In my perception, such attitudes miss the mark. Many experts also tout keeping busy with on-line work from home, home schooling, home-improvement projects, and keeping track of the pandemic’s swath of global mayhem. In between times, social media assuages social loneliness and fills empty time. Netflix and television dull the urgency of the questions: When will we return to normal, however construed? Will things be different? Will I lose out? How will I manage?

Such busyness frays the fabric of the global community, already dangerously thin with violence and addictive behaviors.

Glaringly absent from this scenario are silence and prayer, and the fact of death, ours included—just relegated to numbers of the stricken on graft charts in states, distant from our own. Such shudders get lodged within stress.

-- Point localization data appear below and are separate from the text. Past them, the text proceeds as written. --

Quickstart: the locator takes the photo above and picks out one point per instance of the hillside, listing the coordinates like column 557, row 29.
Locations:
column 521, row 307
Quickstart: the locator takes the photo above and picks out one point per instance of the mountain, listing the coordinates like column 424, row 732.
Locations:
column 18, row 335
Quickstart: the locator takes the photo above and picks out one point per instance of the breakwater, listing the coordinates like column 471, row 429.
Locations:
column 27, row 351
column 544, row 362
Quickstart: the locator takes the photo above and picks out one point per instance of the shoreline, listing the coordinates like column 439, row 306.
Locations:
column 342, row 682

So how quell this inner turmoil and enter the silence of prayer? How let it speak to the grievous circumstances in which we find ourselves? It’s only important to want it, deeply, and to begin. Within our depths, a dear Friend wants our hearts, however scarred.

Psalm 56:11, 13 speaks to such a relationship: …in God I put my trust, fearing nothing…for you have rescued me from Death to walk in the presence of God in the light of the living.